Forum looks at future of local farming
Farmers and other agriculture stakeholders with an interest in Dutchess County gathered at the county fairgrounds this week for the fourth annual Agricultural Advisory Committee Forum to tout accomplishments and address the future of farming in the county.
County Legislature Chairman Gregg Pulver, the only full-time farmer in the county’s governing body, initiated the forum.
“When I was growing up, we had over 200 dairy farms in Dutchess County. Today we have 17,” Pulver said Thursday, during the county fair. He credited the county’s Agricultural and Farmland Protection Plan of 1998 with preventing further decline of working farms in the county.
In the years since the plan was adopted, the Dutchess County has remained committed to farmland preservation and the plan has protected 3,477 acres on 20 farms, said County Executive Marc Molinaro, who is the Republican candidate for governor of New York.
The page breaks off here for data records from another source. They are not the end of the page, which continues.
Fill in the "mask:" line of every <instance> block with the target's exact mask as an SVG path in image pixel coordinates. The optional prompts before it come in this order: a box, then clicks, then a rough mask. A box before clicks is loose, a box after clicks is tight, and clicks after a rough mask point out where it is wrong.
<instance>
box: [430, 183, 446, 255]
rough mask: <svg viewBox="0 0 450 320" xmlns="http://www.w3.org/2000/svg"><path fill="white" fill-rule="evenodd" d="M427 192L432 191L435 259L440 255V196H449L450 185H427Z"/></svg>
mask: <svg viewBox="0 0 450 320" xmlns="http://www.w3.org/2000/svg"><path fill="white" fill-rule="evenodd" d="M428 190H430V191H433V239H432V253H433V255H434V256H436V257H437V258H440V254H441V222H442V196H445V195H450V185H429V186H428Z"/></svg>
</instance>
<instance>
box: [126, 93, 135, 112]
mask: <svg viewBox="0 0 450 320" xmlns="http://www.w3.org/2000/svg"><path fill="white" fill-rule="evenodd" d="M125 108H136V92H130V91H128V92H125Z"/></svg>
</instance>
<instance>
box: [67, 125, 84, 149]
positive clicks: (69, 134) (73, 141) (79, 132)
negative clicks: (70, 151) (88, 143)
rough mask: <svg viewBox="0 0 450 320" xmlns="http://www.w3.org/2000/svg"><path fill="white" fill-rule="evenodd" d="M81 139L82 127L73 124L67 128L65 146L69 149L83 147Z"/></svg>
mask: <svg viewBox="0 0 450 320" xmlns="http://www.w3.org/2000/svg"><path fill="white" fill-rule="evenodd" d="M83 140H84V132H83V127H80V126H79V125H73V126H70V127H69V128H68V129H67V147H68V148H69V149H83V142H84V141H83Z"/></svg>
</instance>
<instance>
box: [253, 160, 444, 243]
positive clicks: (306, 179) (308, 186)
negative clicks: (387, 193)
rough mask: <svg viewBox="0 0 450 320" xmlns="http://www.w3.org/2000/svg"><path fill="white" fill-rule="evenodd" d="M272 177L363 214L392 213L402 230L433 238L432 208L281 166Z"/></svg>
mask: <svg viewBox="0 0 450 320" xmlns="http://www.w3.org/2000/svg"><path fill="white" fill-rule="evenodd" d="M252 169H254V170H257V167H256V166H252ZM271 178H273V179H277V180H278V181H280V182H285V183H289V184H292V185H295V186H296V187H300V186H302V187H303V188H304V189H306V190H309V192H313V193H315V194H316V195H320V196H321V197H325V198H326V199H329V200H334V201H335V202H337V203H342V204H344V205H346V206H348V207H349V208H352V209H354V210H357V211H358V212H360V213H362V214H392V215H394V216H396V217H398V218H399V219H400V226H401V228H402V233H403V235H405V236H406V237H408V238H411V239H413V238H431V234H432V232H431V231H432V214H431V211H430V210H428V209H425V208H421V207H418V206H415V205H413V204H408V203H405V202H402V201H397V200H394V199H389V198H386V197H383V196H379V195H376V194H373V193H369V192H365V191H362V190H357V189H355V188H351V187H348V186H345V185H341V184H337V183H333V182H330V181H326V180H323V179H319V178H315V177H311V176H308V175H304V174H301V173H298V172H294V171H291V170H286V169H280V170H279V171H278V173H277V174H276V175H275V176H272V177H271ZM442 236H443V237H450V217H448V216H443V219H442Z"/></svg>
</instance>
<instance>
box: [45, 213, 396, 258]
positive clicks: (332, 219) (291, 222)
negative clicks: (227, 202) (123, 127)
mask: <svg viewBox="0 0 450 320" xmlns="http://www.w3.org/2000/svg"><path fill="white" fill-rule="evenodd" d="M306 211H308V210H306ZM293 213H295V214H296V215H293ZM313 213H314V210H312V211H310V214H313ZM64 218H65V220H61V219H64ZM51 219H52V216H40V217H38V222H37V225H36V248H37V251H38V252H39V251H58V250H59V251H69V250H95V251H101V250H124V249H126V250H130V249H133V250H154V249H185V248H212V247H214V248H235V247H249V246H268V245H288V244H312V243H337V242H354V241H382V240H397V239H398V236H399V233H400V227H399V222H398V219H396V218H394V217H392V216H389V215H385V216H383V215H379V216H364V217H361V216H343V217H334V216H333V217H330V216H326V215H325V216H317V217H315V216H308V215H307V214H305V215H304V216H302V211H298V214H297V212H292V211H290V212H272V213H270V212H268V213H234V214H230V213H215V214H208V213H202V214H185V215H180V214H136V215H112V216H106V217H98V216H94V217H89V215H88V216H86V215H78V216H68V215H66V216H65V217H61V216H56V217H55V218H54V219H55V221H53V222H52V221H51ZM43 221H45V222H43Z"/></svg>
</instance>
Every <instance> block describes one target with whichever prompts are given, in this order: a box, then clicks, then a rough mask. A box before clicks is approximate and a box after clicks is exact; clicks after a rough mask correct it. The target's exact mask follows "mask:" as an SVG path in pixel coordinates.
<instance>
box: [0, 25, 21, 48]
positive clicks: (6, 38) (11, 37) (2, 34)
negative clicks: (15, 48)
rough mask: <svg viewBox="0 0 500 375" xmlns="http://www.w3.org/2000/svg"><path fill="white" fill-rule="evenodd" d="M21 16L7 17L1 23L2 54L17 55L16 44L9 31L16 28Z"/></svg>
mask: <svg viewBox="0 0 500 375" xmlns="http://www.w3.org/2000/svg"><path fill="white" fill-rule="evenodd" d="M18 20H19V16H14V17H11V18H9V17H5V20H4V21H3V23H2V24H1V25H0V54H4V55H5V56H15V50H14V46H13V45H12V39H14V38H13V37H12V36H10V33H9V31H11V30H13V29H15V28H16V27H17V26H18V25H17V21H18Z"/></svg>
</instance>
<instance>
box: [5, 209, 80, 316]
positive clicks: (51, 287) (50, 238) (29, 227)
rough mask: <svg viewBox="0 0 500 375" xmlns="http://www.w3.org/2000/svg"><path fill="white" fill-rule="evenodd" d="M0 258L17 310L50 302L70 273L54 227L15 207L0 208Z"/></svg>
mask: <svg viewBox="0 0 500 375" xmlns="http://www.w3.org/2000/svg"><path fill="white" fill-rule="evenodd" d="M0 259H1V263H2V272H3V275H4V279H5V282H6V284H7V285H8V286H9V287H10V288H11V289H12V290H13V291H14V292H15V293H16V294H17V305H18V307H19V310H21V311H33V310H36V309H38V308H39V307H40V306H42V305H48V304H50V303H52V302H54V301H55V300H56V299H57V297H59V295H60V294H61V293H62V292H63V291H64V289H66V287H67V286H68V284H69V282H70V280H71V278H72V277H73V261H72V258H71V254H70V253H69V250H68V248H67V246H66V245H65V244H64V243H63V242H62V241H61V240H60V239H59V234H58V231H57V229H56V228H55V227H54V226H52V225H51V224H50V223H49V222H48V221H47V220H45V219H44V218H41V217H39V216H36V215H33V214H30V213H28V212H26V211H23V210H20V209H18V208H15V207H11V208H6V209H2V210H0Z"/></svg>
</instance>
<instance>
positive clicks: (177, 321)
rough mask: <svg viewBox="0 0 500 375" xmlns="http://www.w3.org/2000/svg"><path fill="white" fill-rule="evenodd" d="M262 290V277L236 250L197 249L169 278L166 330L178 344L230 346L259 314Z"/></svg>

There also is a second effort underway in the county to help farmers, Molinaro said.
“We’re educating farmers, we are educating consumers, and we are creating new opportunities for farmers throughout the region,” he said.
He said the effort, being carried out in cooperation with Cornell Cooperative Extension, aims “to open up new markets and support existing farmers to overcome bureaucratic challenges and create new opportunities for farming.”
Pulver, R-Pine Plains, said the county also is working to develop a “right to farm” legislation to encourage new farmers and support existing ones.
Several farms in Dutchess County have banded together to protect and grow the local farming industry. The Hudson Valley Farm and Food Alliance participated in Thursday’s forum and called their “pooling of resources” a benefit to all of the farms involved.
The alliance is working closely with Dutchess Tourism Inc. to continually improve the agri-tourism business in the county.
Dutchess County Commissioner of Planning Eoin Wrafter said there is the potential to create a “farm trail” for visitors that would be similar to the county’s existing “wine trail” — helping visitors, primarily from New York City, navigate their way
around the county to visit the farms and farm stands.
Agricultural education also was addressed at the forum. Jen Fimble, of the Dutchess County Cornell Cooperative Extension, said John Jay High School in East Fishkill has joined Dutchess County BOCES in offering farm educational programs to high school students. Educating municipalities also is a task assigned to Fimbel.